The original order is simply a natural and clear one.
Could apud se be replaced by secum?
Not without changing the nuance.
- secum = with himself, often in the sense of accompaniment
- apud se = with him / in his possession / at his place
In this sentence, the idea is possession or custody, so apud se is better.
Compare the feel:
- secum might suggest carrying something along with oneself
- apud se retinet suggests keeping something in one’s own hands or keeping hold of it
So apud se is the more idiomatic choice here.
Does donec always take the subjunctive?
No. Donec can take either the indicative or the subjunctive, depending on the meaning and how the writer presents the action.
A simple rule of thumb:
- indicative: the limit is presented more as a fact
- subjunctive: the limit is presented as anticipated, intended, or still pending
In this sentence, the correction is the awaited condition for returning the book, so the subjunctive corrigat is very natural.
Why doesn’t Latin use an infinitive after donec, like English sometimes does?
Because Latin normally expresses until with a full clause, not with an infinitive.

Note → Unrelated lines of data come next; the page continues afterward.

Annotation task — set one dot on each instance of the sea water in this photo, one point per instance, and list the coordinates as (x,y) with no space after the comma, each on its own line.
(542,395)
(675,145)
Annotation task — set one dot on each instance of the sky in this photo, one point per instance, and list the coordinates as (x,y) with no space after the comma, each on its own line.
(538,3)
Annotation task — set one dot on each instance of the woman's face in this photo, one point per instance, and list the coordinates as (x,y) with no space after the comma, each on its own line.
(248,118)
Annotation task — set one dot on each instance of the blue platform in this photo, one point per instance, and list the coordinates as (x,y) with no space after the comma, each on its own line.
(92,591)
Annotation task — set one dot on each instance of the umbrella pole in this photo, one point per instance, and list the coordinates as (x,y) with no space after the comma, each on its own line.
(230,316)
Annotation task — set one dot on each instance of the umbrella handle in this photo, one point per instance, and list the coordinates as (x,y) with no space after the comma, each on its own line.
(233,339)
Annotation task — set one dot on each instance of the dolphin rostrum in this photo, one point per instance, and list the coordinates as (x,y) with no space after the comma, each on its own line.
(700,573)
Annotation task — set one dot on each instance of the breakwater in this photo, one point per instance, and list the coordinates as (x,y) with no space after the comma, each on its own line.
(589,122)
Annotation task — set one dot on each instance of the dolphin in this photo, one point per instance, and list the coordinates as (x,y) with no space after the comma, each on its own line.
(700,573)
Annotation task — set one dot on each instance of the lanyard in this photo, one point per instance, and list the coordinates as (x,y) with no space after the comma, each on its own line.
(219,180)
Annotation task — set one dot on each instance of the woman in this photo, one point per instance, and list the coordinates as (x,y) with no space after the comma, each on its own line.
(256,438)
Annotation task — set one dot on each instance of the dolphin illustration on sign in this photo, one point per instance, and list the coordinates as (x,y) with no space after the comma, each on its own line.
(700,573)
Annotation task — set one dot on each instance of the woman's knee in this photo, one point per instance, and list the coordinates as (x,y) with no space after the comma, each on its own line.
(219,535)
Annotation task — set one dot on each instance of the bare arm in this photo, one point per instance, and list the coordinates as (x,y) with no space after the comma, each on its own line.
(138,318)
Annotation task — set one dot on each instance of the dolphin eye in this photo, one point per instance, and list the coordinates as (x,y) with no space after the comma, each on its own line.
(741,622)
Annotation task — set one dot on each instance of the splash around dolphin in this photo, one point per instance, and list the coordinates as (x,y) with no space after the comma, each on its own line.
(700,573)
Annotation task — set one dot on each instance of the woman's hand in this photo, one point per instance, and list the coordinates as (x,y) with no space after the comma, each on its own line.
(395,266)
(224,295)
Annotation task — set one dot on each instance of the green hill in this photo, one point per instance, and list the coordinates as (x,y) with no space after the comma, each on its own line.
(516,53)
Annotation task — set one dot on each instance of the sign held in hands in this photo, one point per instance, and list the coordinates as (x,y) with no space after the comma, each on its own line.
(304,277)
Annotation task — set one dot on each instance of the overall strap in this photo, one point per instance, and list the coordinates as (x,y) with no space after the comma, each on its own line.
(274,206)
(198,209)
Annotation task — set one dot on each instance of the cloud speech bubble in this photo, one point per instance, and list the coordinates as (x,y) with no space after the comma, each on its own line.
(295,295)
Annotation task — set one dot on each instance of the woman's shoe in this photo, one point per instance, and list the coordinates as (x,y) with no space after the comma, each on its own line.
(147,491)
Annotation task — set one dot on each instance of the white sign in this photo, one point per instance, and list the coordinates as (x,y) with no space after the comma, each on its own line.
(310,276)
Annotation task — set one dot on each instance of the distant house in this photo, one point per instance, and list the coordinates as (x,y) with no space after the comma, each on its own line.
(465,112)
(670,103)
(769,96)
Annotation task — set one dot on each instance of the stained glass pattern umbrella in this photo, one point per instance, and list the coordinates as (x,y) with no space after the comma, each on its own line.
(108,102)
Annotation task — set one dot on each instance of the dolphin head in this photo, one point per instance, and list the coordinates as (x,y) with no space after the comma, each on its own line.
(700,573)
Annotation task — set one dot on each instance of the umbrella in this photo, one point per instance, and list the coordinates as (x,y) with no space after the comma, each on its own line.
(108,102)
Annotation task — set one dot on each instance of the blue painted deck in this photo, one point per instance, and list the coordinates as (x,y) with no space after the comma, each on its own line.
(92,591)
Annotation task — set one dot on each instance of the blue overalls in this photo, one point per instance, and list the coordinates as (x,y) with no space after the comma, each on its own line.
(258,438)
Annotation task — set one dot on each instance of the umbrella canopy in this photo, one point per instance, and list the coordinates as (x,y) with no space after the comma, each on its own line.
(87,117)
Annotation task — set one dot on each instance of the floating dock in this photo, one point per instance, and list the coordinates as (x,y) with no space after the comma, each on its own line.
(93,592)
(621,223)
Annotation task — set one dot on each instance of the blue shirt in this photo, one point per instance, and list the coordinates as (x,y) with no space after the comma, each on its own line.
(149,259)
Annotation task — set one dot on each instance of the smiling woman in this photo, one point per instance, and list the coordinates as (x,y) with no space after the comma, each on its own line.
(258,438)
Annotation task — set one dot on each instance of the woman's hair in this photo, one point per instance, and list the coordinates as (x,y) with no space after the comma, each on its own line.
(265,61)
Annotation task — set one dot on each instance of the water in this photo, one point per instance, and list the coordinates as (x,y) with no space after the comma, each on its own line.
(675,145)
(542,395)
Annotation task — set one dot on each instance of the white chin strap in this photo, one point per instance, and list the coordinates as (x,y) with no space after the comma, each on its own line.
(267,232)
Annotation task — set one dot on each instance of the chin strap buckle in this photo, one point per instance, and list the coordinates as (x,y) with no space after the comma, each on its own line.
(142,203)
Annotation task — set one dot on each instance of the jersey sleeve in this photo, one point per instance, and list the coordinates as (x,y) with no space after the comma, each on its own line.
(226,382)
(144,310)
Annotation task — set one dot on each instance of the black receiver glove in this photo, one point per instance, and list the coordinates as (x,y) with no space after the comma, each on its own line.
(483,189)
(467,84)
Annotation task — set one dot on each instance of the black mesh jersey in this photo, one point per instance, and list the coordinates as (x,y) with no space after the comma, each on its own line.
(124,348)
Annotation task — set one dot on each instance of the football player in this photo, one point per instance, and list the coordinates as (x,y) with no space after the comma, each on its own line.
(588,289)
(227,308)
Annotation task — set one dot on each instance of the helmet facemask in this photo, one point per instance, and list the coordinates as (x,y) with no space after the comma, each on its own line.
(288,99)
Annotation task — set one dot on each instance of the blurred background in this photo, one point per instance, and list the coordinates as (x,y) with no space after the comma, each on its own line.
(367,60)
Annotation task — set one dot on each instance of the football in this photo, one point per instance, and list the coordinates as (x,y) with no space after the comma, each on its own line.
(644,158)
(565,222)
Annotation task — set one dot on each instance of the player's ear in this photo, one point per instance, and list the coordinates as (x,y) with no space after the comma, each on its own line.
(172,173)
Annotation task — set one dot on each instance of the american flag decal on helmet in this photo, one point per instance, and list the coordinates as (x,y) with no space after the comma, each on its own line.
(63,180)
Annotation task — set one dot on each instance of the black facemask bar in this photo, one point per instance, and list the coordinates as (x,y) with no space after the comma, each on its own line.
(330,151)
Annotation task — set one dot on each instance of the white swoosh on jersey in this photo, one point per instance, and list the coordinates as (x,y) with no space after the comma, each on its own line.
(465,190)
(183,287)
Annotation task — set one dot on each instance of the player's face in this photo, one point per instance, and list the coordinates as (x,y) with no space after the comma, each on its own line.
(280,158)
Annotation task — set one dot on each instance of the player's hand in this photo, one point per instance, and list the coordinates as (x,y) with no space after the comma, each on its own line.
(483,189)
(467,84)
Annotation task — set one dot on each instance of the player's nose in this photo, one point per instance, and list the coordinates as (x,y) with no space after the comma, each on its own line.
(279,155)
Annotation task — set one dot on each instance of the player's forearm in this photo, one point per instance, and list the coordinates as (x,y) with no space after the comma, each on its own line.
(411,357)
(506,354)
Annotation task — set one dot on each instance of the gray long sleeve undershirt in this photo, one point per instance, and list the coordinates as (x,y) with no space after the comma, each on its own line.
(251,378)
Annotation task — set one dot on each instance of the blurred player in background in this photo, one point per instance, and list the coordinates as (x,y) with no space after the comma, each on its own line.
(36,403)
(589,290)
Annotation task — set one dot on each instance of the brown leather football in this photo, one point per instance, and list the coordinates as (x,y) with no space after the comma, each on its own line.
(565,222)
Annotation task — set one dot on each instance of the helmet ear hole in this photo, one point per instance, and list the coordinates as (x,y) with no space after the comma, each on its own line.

English can say things like:
- He kept the book until correcting the mistake
- though even in English that sounds less natural than until the student corrected the mistake
Latin strongly prefers a clause with a finite verb after donec:
- donec discipulus mendum corrigat
That is the standard Latin way to express the idea.
Is the comma important?
Not for the grammar itself.
Ancient Latin manuscripts did not use punctuation the way modern printed texts do. The comma here is a modern editorial aid to show the boundary between:
- the main clause
- the donec clause
So it helps the reader, but it is not something the grammar depends on.